RESPONRADIO.COM PADANG│JAKARTA — Badan Meteorologi, Klimatologi, dan Geofisika (BMKG) menyebut gempa bumi tektonik bermagnitudo 5,9 yang mengguncang wilayah Kota Manado dan sekitarnya pada Jumat pagi dipicu oleh aktivitas deformasi batuan di dalam Lempeng Laut Maluku.
Direktur Gempa Bumi dan Tsunami BMKG, Wijayanto, menjelaskan gempa terjadi pada pukul 08.05.09 WIB. Berdasarkan hasil pemodelan BMKG, gempa tersebut dipastikan tidak berpotensi menimbulkan tsunami.
Titik episenter gempa berada pada koordinat 1,17 derajat Lintang Utara dan 126,14 derajat Bujur Timur, tepatnya di laut sekitar 117 kilometer tenggara Bitung, dengan kedalaman 38 kilometer.

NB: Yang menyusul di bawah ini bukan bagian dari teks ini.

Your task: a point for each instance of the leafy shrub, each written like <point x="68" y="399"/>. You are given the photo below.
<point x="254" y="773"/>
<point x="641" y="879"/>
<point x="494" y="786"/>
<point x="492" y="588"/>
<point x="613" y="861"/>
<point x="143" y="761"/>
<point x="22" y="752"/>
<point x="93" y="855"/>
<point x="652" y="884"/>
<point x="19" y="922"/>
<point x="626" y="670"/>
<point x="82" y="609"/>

Menurut Wijayanto, gempa tersebut tergolong gempa dangkal jika dilihat dari lokasi episenter dan kedalaman hiposenternya. Analisis mekanisme sumber menunjukkan patahan gempa memiliki pola pergerakan geser naik atau oblique thrust.
Berdasarkan laporan intensitas guncangan, dampak gempa paling kuat dirasakan di wilayah Pulau Batang Dua dengan skala III-IV MMI. Getaran dirasakan cukup nyata oleh banyak warga di dalam rumah pada siang hari.
Guncangan juga terasa hingga Sofifi, Halmahera Barat, Tidore, serta Manado dengan intensitas II-III MMI, yang digambarkan seperti getaran akibat truk besar melintas.
Hingga pukul 08.20 WIB, hasil pemantauan BMKG belum mendeteksi adanya aktivitas gempa susulan atau aftershock.
Meski begitu, BMKG tetap mengimbau masyarakat agar tetap tenang, menjauhi bangunan yang mengalami keretakan atau kerusakan akibat gempa, serta tidak mudah percaya terhadap informasi yang belum dapat dipastikan kebenarannya.